What is Van Jones’ pitch? What is his argument?
Be him: convince me!

V. The believing and doubting game, by Peter Elbow
A) think of every reason you doubt this approach—
and when you’re ready: come write one of those of the board

B) what character from any text we’ve read (Eli Clare, Lloyd or Geek?)
could “answer the doubt” [bring that text/that character to “speak as” on Thursday?]

----
Reading Notes
We could see underneath all of it was the idea of disposability....The idea that you've got disposable people, a disposable planet."

"The green economy should not be just about reclaiming thrown-away stuff. It should be about reclaiming thrown-away communities."

Let us connect the people who most need work with the work that most needs to be done."

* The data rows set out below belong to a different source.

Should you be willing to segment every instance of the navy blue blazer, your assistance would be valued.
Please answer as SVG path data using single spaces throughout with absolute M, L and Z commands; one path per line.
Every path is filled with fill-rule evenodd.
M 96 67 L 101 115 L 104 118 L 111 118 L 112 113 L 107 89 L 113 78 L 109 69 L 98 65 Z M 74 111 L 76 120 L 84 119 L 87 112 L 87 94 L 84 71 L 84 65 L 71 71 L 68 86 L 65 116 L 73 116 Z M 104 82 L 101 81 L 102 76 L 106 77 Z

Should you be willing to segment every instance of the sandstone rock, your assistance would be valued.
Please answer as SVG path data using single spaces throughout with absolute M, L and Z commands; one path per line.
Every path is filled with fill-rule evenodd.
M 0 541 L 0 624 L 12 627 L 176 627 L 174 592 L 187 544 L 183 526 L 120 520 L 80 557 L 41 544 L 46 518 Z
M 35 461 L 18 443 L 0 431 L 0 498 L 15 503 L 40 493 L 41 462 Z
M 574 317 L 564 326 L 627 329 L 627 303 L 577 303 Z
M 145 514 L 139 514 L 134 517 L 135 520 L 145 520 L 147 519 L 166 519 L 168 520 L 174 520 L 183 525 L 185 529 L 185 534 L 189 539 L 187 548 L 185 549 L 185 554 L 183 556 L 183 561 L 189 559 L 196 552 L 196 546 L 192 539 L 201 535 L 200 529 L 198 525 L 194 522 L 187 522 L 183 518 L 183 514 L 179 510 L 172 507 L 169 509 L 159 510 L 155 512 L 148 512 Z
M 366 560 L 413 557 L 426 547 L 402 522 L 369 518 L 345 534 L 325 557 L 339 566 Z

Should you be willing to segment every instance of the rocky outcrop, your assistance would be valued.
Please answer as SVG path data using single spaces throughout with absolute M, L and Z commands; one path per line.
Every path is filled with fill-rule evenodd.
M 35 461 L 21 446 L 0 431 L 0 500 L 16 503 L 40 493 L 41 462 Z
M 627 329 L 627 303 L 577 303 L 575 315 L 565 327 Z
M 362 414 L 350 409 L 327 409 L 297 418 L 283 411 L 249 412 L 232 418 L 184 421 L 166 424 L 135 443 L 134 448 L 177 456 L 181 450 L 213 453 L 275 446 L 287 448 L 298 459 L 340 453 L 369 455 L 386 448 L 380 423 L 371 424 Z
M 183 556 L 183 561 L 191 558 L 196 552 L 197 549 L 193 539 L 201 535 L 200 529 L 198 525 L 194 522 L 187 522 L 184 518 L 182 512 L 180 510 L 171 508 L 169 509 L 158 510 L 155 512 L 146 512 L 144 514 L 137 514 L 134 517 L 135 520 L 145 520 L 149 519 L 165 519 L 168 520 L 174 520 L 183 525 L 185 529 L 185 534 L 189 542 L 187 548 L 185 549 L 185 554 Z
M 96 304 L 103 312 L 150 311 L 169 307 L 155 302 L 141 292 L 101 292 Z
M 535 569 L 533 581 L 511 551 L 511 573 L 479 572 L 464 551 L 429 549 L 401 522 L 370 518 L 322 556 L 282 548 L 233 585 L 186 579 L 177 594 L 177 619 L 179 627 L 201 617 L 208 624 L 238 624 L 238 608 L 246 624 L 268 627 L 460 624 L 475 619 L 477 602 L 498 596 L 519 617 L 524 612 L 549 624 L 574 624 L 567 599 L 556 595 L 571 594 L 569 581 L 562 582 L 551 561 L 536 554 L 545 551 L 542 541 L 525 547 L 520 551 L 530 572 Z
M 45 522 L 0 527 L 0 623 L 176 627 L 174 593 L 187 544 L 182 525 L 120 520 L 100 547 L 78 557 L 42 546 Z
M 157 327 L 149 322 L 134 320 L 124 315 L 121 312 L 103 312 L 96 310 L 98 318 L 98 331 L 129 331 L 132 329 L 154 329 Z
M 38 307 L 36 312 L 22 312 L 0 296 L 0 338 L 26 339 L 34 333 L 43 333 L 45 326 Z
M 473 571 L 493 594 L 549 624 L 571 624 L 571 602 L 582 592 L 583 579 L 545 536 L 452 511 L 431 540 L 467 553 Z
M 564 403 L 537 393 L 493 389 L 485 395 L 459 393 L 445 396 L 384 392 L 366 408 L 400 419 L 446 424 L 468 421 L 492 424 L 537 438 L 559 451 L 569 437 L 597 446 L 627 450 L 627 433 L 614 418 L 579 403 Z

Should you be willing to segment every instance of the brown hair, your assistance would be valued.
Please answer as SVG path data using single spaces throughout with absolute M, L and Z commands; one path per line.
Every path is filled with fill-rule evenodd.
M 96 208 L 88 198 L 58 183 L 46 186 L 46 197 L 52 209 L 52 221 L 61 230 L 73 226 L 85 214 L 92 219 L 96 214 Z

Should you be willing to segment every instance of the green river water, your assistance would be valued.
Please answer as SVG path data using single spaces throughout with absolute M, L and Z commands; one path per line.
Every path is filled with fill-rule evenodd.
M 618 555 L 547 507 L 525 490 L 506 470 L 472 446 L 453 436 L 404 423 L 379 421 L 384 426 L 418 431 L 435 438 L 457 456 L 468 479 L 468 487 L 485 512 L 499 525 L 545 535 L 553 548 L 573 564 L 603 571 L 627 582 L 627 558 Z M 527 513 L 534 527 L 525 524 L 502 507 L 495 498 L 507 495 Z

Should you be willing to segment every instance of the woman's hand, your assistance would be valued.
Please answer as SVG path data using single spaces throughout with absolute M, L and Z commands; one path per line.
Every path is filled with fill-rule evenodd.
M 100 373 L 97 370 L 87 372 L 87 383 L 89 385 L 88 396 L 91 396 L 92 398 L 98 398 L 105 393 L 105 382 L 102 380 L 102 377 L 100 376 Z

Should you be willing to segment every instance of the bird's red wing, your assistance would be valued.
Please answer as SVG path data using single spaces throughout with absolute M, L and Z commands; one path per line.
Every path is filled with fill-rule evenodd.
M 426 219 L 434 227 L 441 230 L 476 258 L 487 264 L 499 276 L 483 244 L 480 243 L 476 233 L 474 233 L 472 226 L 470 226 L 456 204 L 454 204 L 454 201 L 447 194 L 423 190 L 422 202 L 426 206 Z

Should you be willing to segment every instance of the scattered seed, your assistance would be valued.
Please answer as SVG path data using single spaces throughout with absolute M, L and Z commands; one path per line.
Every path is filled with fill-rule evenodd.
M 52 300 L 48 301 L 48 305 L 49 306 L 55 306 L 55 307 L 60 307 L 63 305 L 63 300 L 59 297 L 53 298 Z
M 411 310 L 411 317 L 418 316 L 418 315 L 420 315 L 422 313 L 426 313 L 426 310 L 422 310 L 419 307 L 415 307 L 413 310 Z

"I think Van Jones is a big part of the future of environmentalism…He is bringing together a concern about the environment and a concern about social justice.”

“…something really bad has to happen before something really good can happen. It's when you …have to look at yourself and figure out,
What am I going to do now? And we're at that moment. Sometimes a breakdown can lead to a breakthrough."